A turning point in America’s confrontation with the institution of slavery came in Cincinnati, Ohio during 1834. College students pointed out the oppression that thrived across the Ohio River, but their elders tried to stop this antislavery statement. It was too controversial. One person on the board of trustees at this college supported the students. He was a young Cincinnati pastor who defended the right, even when it was not popular. His name was Asa Mahan. Twenty-five years later, Mahan would found Adrian College as a community for the next generation of abolitionists.
This and other stories will form the nucleus of a program at Adrian College, Wednesday, January 25, 6:30pm in Dawson Auditorium. Rev. Dr. Chris Momany, Adrian College chaplain and a professor in the philosophy/religion department, will present a multimedia narrative of “The Adrian College Antislavery Story.”

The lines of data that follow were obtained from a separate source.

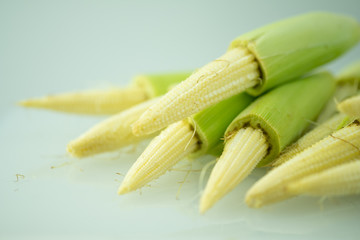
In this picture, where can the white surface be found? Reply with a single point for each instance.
(48, 47)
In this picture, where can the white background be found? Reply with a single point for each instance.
(56, 46)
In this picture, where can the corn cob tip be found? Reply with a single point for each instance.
(253, 201)
(234, 72)
(340, 147)
(241, 154)
(164, 151)
(73, 150)
(350, 106)
(124, 188)
(93, 102)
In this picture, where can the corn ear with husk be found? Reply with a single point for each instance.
(338, 148)
(257, 135)
(336, 181)
(256, 62)
(194, 136)
(112, 101)
(311, 137)
(111, 134)
(347, 85)
(350, 74)
(351, 107)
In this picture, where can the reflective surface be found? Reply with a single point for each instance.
(55, 47)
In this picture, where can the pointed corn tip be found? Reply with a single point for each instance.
(136, 129)
(27, 103)
(205, 205)
(252, 201)
(73, 150)
(123, 189)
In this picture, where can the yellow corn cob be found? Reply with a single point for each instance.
(309, 139)
(351, 107)
(173, 144)
(234, 165)
(110, 134)
(340, 180)
(340, 147)
(90, 102)
(232, 73)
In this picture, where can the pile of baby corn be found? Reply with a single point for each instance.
(262, 103)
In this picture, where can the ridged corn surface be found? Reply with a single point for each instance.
(163, 152)
(241, 155)
(309, 139)
(351, 106)
(95, 102)
(340, 147)
(110, 134)
(337, 181)
(231, 74)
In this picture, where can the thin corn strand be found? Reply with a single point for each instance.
(110, 134)
(231, 74)
(241, 155)
(337, 181)
(351, 107)
(340, 147)
(309, 139)
(164, 151)
(90, 102)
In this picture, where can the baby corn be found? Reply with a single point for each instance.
(97, 102)
(205, 128)
(177, 141)
(256, 62)
(110, 134)
(241, 154)
(310, 138)
(340, 147)
(231, 74)
(263, 129)
(90, 102)
(337, 181)
(351, 107)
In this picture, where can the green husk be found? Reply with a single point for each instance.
(285, 112)
(158, 84)
(289, 48)
(211, 123)
(350, 74)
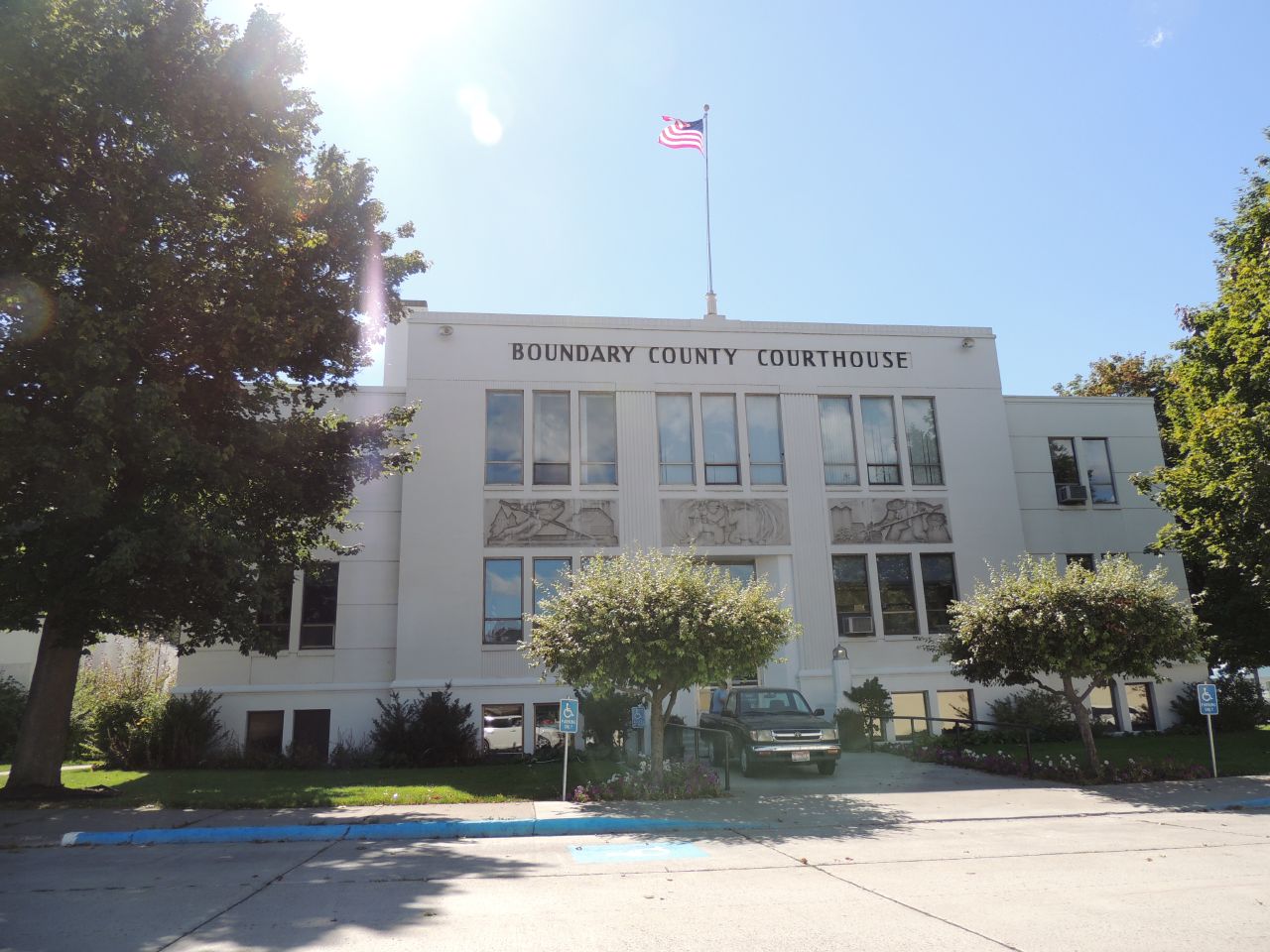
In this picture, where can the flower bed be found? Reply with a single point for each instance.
(680, 780)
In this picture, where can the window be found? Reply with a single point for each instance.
(924, 440)
(719, 439)
(318, 606)
(910, 705)
(503, 602)
(548, 574)
(838, 442)
(939, 587)
(851, 595)
(502, 729)
(675, 439)
(896, 589)
(1142, 712)
(1097, 470)
(880, 449)
(264, 733)
(598, 414)
(504, 436)
(310, 737)
(550, 439)
(766, 447)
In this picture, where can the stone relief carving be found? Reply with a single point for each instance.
(725, 522)
(550, 522)
(889, 521)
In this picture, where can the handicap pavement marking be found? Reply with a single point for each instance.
(636, 852)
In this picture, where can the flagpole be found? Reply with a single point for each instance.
(711, 308)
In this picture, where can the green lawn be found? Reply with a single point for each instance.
(232, 788)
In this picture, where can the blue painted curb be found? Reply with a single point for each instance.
(420, 829)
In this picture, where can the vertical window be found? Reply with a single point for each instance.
(504, 436)
(1142, 712)
(503, 602)
(318, 606)
(880, 449)
(675, 438)
(911, 712)
(310, 737)
(1097, 470)
(719, 439)
(264, 733)
(939, 587)
(766, 447)
(896, 589)
(550, 439)
(548, 574)
(838, 442)
(502, 729)
(924, 440)
(851, 595)
(598, 414)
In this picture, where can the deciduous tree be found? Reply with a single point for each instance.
(181, 272)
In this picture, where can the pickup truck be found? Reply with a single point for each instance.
(774, 725)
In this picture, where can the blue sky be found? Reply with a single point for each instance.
(1049, 172)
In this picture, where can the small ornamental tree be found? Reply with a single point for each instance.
(656, 624)
(1037, 625)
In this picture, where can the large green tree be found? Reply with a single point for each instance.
(183, 268)
(656, 624)
(1035, 625)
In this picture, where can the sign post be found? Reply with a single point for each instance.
(568, 726)
(1206, 696)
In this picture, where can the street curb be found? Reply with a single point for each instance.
(422, 829)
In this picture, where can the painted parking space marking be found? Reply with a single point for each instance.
(636, 852)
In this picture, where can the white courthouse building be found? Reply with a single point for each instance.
(869, 472)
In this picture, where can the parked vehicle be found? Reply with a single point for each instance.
(774, 725)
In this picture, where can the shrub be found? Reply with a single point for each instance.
(432, 730)
(13, 699)
(1239, 705)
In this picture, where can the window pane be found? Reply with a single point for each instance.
(880, 449)
(910, 703)
(503, 602)
(675, 438)
(766, 448)
(548, 574)
(896, 588)
(719, 438)
(504, 436)
(598, 438)
(838, 442)
(939, 587)
(1097, 468)
(318, 604)
(924, 440)
(502, 729)
(550, 439)
(851, 595)
(1141, 710)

The event will include little-known tales of escape on the Underground Railroad, an examination of the role of women in the local abolitionist movement, the contribution of Adrian College graduates to nineteenth-century medicine, and more.
“This is an underrated history,” said Rev. Chris Momany. “Most people think of larger universities and their academic contributions when speaking of this leadership. In fact, many smaller institutions were ahead of the curve both intellectually and socially. We were one of those places.”
The program is scheduled to last one hour, is free, and is open to the public.